Depremlerde çok sayıda can kaybı yanı sıra, birçok yapı da hasara uğradı.
Bu yapıların arasında çeşitli kültür varlıklarını barındıran yapılar da yer alıyor. Bu kültür varlıklarını koruma altına almaya yönelik yeni adımlara hız verildi.
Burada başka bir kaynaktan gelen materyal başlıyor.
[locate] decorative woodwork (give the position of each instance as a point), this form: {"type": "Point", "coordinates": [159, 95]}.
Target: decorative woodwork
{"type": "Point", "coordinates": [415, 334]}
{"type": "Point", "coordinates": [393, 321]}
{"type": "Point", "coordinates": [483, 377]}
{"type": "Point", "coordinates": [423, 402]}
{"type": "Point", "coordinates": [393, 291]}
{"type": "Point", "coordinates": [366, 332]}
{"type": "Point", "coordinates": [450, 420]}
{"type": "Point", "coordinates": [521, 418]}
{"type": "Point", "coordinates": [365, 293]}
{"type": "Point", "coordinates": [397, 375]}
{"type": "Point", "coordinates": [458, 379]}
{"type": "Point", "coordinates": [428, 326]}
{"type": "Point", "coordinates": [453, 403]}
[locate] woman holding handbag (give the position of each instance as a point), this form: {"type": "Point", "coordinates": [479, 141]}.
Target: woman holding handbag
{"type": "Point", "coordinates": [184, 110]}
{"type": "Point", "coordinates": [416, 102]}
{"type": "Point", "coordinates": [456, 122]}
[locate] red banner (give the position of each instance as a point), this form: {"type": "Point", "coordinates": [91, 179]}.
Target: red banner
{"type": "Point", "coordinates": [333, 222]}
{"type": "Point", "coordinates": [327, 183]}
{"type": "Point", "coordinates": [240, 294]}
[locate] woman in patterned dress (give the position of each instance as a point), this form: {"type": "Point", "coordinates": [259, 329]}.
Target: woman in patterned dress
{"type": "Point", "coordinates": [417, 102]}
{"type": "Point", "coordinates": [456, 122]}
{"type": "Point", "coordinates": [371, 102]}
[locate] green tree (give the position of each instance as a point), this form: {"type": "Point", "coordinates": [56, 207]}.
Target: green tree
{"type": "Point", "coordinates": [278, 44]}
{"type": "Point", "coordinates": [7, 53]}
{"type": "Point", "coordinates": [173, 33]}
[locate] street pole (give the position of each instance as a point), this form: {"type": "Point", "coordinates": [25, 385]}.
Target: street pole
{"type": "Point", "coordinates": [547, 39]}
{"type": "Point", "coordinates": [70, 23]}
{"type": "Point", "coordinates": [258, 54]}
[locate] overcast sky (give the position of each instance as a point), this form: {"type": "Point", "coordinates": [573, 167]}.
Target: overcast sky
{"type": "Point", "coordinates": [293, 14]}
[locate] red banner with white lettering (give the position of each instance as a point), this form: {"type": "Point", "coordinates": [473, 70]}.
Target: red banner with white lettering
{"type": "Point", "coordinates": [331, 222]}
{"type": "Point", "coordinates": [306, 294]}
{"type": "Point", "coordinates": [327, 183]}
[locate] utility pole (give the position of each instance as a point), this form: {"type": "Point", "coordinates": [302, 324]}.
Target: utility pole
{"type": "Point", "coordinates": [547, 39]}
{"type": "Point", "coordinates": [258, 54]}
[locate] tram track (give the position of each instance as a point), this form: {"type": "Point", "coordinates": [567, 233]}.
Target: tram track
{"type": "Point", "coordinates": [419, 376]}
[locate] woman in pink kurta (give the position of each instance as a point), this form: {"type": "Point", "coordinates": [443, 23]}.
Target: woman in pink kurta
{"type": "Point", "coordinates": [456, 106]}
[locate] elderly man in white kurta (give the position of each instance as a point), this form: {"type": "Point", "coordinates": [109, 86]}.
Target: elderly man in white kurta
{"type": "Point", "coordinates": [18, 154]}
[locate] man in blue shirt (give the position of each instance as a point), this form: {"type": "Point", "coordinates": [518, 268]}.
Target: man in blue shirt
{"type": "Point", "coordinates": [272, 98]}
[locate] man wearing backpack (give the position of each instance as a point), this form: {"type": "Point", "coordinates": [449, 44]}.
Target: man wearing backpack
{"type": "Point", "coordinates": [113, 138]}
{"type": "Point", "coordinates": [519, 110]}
Deprem bölgelerindeki kültür varlıklarının hasar tespiti yapılıyor
Kültür ve Turizm Bakanı Mehmet Nuri Ersoy, Hatay Arkeoloji Müzesi'nde düzenlenen "Hatay Kültürel Mirasını Koruma Bilimsel Danışma Kurulu Toplantısı"nın ardından yaptığı açıklamada, Kahramanmaraş merkezli depremler sonrası geçen hafta kentte tarihi ve kültürel yapılarla ilgili inceleme gerçekleştirdiklerini söyledi.
Bakanlık olarak 11 ildeki kültür varlıklarının hasarlarının tespitiyle ilgili ilk andan itibaren hızlı bir çalışma başlattıklarını belirten Ersoy, şöyle devam etti:
"Kültür Varlıkları ve Müzeler Genel Müdürlüğümüze bağlı 502 kişilik ekibimiz tespit çalışmalarını yoğun şekilde sürdürüyor. Aynı zamanda Vakıflar Genel Müdürlüğümüze bağlı 38 ekip ve 77 kişiden oluşan ayrı bir ekibimiz de vakıf mallarıyla ilgili tespitlerde bulunmaya devam ediyorlar. Saha çalışmaları kapsamında mülkiyeti kamu ya da özel olmasına bakılmaksızın tüm tescilli kültür varlıklarının, diğer yapılardan ayrılmasını sağlayacak koruma levhaları takılmış olup ulaşabildiğimiz yerlere koruma bantları da çekilmeye devam ediyor."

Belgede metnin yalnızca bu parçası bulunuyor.